"Je suis le père de Jonathan Sandler, le grand-père d'Arieh et de Gabriel". Samuel Sandler n'a prononcé qu'une phrase et la cour est suspendue à ses lèvres. Depuis le début du procès d'Abdelkader Merah, jugé pour complicité des tueries de son frère Mohamed, le septuagénaire s'assoit chaque jour sur le banc des parties civiles. En cette quatrième semaine d'audience, pour son témoignage devant la cour, il a mis une veste de costume et une cravate. Accroché à la barre, droit comme un "i", le petit homme s'exprime parfaitement. Il poursuit.
Une petite fille "survivante". "Quand j'étais enfant, je jouais avec des soldats de plomb. Mes parents me disaient de faire attention à un petit soldat en particulier, parce qu'il appartenait à mon cousin Jeannot, qui habitait au Havre", raconte Samuel Sandler. "En mars 1943, la police est venue arrêter Jeannot, qui est parti vers les camps de la mort. Et pendant des années, j'ai été hanté par cette injustice. Mais je me suis consolé en me disant qu'en France, jamais plus on ne tirerait sur des petits parce qu'ils sont juifs. Jusqu'au 19 mars 2012…."
Le témoignage est court. Samuel Sandler n'évoque pas les conséquences du drame sur sa vie, son traumatisme. Il a un mot pour chacun de ses proches tués ce jour-là. Jonathan, "qui était ravi de venir enseigner à Toulouse", Arieh, "un petit garçon sage qui faisait le bonheur de ses grands-parents", et Gabriel, "que j'appelais monsieur Coca-Cola parce qu'il adorait ça." Ému mais concentré, le témoin évoque aussi sa petite-fille, "la survivante" : "Quand elle prend l'avion, elle se dit qu'elle se rapproche un peu de son père."
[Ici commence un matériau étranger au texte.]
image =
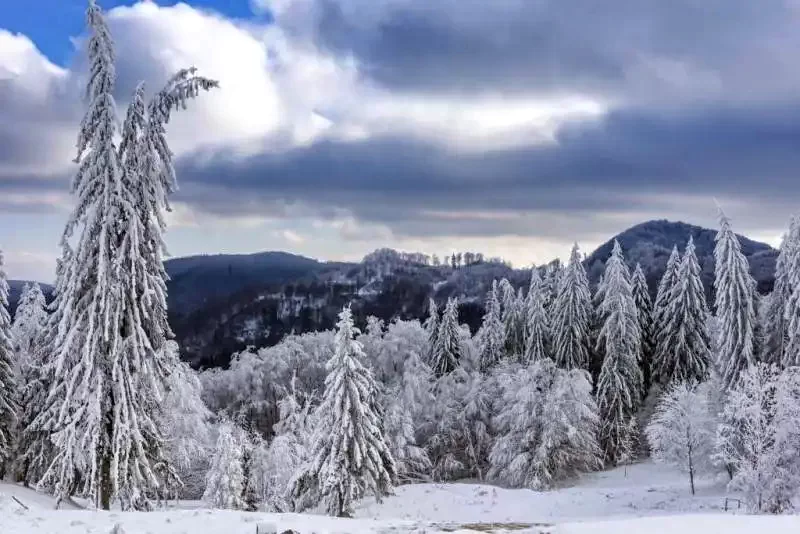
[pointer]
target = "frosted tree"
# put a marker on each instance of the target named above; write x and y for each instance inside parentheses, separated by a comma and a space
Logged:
(28, 333)
(547, 427)
(661, 304)
(461, 439)
(288, 451)
(537, 328)
(8, 387)
(447, 351)
(644, 309)
(492, 334)
(350, 456)
(619, 386)
(776, 318)
(682, 430)
(791, 356)
(683, 341)
(513, 318)
(188, 442)
(735, 292)
(432, 327)
(29, 323)
(571, 315)
(106, 365)
(225, 480)
(550, 281)
(758, 437)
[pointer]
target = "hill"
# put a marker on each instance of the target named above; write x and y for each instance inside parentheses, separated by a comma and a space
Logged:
(220, 304)
(650, 244)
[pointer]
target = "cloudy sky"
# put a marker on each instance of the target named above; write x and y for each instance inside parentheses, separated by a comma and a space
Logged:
(513, 127)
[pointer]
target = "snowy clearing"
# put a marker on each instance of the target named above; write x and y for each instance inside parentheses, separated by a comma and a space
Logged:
(613, 501)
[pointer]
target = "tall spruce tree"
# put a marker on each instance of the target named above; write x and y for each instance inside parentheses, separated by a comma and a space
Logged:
(735, 305)
(619, 387)
(683, 341)
(661, 304)
(432, 327)
(350, 456)
(537, 328)
(644, 309)
(571, 315)
(492, 334)
(776, 324)
(447, 351)
(791, 312)
(106, 366)
(8, 386)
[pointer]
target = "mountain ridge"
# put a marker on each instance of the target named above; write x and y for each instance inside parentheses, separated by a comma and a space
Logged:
(221, 303)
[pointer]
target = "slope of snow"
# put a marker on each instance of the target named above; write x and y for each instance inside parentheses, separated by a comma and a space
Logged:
(640, 498)
(637, 490)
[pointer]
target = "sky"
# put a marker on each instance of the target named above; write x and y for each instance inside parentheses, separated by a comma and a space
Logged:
(511, 127)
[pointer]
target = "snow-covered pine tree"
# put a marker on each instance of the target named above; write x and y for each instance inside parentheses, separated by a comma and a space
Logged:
(28, 332)
(492, 334)
(661, 304)
(432, 327)
(547, 427)
(619, 387)
(683, 342)
(550, 280)
(791, 356)
(758, 437)
(735, 305)
(29, 322)
(537, 327)
(350, 457)
(644, 309)
(106, 364)
(776, 321)
(8, 386)
(571, 315)
(682, 430)
(225, 480)
(447, 351)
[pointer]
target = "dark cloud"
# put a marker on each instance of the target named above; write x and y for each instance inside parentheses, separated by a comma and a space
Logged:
(631, 162)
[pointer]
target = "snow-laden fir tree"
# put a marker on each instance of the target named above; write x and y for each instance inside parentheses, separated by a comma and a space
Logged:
(225, 482)
(30, 320)
(105, 363)
(350, 457)
(758, 437)
(683, 343)
(188, 442)
(447, 350)
(791, 356)
(776, 323)
(550, 280)
(683, 428)
(619, 386)
(661, 304)
(461, 439)
(547, 427)
(537, 327)
(28, 332)
(571, 315)
(432, 327)
(288, 451)
(644, 310)
(8, 386)
(492, 334)
(735, 292)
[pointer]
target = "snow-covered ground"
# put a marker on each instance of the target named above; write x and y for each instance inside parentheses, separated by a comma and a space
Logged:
(643, 498)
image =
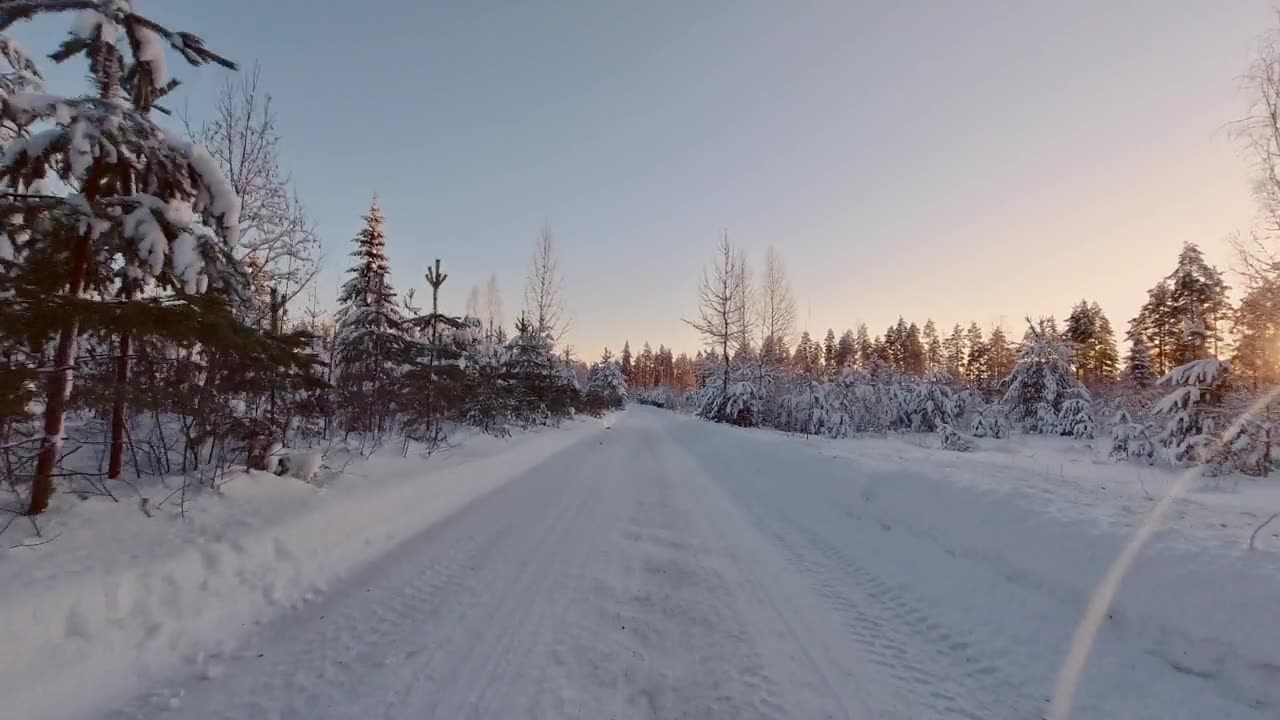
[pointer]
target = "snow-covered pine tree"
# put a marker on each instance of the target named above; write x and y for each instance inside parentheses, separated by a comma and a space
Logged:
(804, 355)
(1000, 355)
(542, 392)
(810, 410)
(1197, 295)
(1161, 326)
(371, 347)
(976, 359)
(1130, 438)
(914, 361)
(932, 346)
(1106, 359)
(645, 369)
(828, 352)
(607, 388)
(954, 352)
(846, 351)
(1042, 392)
(625, 363)
(132, 206)
(1080, 332)
(990, 422)
(1192, 410)
(865, 349)
(1138, 364)
(952, 440)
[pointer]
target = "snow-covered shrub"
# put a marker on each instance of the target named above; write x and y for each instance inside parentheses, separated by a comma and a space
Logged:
(990, 422)
(1251, 447)
(920, 405)
(952, 440)
(1075, 418)
(1130, 438)
(812, 409)
(739, 404)
(607, 388)
(658, 397)
(1192, 411)
(1042, 392)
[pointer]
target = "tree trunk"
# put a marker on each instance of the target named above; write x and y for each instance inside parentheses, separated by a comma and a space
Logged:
(122, 382)
(59, 388)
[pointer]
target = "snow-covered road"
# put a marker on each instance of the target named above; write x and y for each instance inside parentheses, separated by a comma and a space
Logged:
(672, 569)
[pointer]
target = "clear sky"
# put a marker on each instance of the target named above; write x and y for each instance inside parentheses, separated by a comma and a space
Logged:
(976, 159)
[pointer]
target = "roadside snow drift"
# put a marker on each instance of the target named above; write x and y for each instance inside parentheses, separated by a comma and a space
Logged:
(118, 597)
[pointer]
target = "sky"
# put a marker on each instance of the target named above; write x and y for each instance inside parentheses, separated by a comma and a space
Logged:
(958, 160)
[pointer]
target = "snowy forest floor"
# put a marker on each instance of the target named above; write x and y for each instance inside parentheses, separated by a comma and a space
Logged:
(668, 568)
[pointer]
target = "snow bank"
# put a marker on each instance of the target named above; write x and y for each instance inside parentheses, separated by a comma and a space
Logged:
(117, 598)
(1042, 516)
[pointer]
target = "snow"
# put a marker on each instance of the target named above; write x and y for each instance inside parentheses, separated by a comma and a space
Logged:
(151, 51)
(187, 263)
(222, 200)
(667, 568)
(119, 597)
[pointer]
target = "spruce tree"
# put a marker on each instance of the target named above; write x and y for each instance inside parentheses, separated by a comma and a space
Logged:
(1000, 355)
(370, 347)
(1106, 359)
(133, 209)
(846, 350)
(645, 368)
(976, 359)
(913, 352)
(1080, 332)
(1161, 324)
(1138, 365)
(865, 349)
(932, 346)
(625, 361)
(954, 352)
(1197, 295)
(828, 352)
(1043, 393)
"Un petit Eichmann des quartiers". Et puis, sans hausser la voix, Samuel Sandler évoque Mohamed Merah. "L'assassin de mes enfants était fier de ses actes, il les a filmés. Depuis ce jour-là, c'est une souffrance d'entendre son nom pour toutes les victimes. Moi je ne le prononce pas, ce serait lui donner une once d'humanité." Sans regarder le box, d'où Abdelkader Merah ne le quitte pas des yeux, le témoin glisse son avis : "Son frère est pour moi un maître à penser, un maître à tuer. Un petit Eichmann des quartiers."
A la demande du président, Samuel Sandler donne des nouvelles de sa belle-fille, "remariée" et qui vit désormais à Jérusalem, où sont enterrés son mari et ses enfants. En les évoquant à nouveau, le grand-père interroge : "Comment exécuter un enfant avec une tétine à la bouche ? C'est le mal absolu."